All RTO/ISOs have rules that allow some degree of price setting by fast-start resources, even if block-loaded or dispatched at an economic minimum. Fast-start resources can be dispatched within a short time frame   and are an important component of the resource mix with higher levels of intermittent renewable resources.

In the end of 2016, FERC issued a proposed rule requiring the RTO/ISOs to allow fast-start resources with an economic minimum block to set the LMP, as well as to include commitment costs in the price offer, such as the costs of starting up and running a generator when not dispatched. In response to comments requesting more individual RTO flexibility, the Commission terminated the proceeding and opened individual investigations into three RTO/ISOs whose pricing rules were found to not sufficiently allow for such pricing -- PJM, the New York ISO, and the Southwest Power Pool. The Commission recently issued orders requiring the NYISO and PJM to implement certain rule changes to more fully allow fast-start resources to set prices, while the SPP case is still pending.

What’s current and what’s next

The Commission has concluded its price formation effort, aside from the still-pending SPP fast-start pricing investigation. In addition to the offer cap and shortage pricing orders, two more minor orders required the RTO/ISOs to align pricing intervals with dispatch intervals, and to submit certain information on uplift, operator actions, and transmission constraint penalty factors.

The RTOs are considering various price formation changes, although none appear to be as controversial as PJM’s proposal. The NYISO is evaluating changes to its shortage pricing, and MISO is considering enhancements to its fast-start pricing rules.

The California ISO and MISO have created flexible ramping products within the energy market, which compensate resources that are able to ramp up their generation quickly, and such a product is also under consideration by the NYISO. A flexible ramping product targets a specific resource type and differs from an effort to adjust prices with the hope of incenting needed resources.

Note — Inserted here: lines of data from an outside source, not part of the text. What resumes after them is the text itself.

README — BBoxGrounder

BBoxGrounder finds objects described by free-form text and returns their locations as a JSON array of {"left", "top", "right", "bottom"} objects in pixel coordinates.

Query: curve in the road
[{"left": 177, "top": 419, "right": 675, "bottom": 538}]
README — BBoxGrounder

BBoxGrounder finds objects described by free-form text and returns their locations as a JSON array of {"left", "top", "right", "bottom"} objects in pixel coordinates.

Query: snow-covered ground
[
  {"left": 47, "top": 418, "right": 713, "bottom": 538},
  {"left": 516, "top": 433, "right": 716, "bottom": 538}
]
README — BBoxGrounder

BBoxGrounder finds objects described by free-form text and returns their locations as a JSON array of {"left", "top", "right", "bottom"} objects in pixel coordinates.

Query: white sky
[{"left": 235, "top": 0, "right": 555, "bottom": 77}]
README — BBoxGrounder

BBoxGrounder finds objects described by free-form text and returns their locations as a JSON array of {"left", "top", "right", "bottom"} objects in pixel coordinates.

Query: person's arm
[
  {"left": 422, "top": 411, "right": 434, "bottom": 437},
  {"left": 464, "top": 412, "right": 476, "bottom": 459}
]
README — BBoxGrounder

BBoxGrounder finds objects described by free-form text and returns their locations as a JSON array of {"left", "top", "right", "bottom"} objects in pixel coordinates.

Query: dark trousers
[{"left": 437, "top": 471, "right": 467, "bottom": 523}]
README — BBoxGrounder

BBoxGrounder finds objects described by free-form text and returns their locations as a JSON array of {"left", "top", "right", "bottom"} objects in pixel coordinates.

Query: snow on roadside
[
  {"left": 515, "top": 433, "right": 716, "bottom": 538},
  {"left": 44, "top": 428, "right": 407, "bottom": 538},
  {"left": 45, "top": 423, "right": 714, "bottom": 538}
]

As the RTOs/ISOs consider additional price formation efforts, stakeholders and the Commission should ask how well these market changes meet the following criteria:

  • What is the precise goal to be achieved, and will the rule change achieve that goal, or will its primary outcome be an increase in prices?
  • Is there a precise justification for the rule change, such as an inefficiency in the current pricing structure or a reliability need?
  • Will the change create an overlap between the energy and ancillary services markets revenue and the capacity markets and if so, how will that overlap be adjusted?
  • Will the change create additional market power concerns?
  • Finally, is there a net benefit to consumers?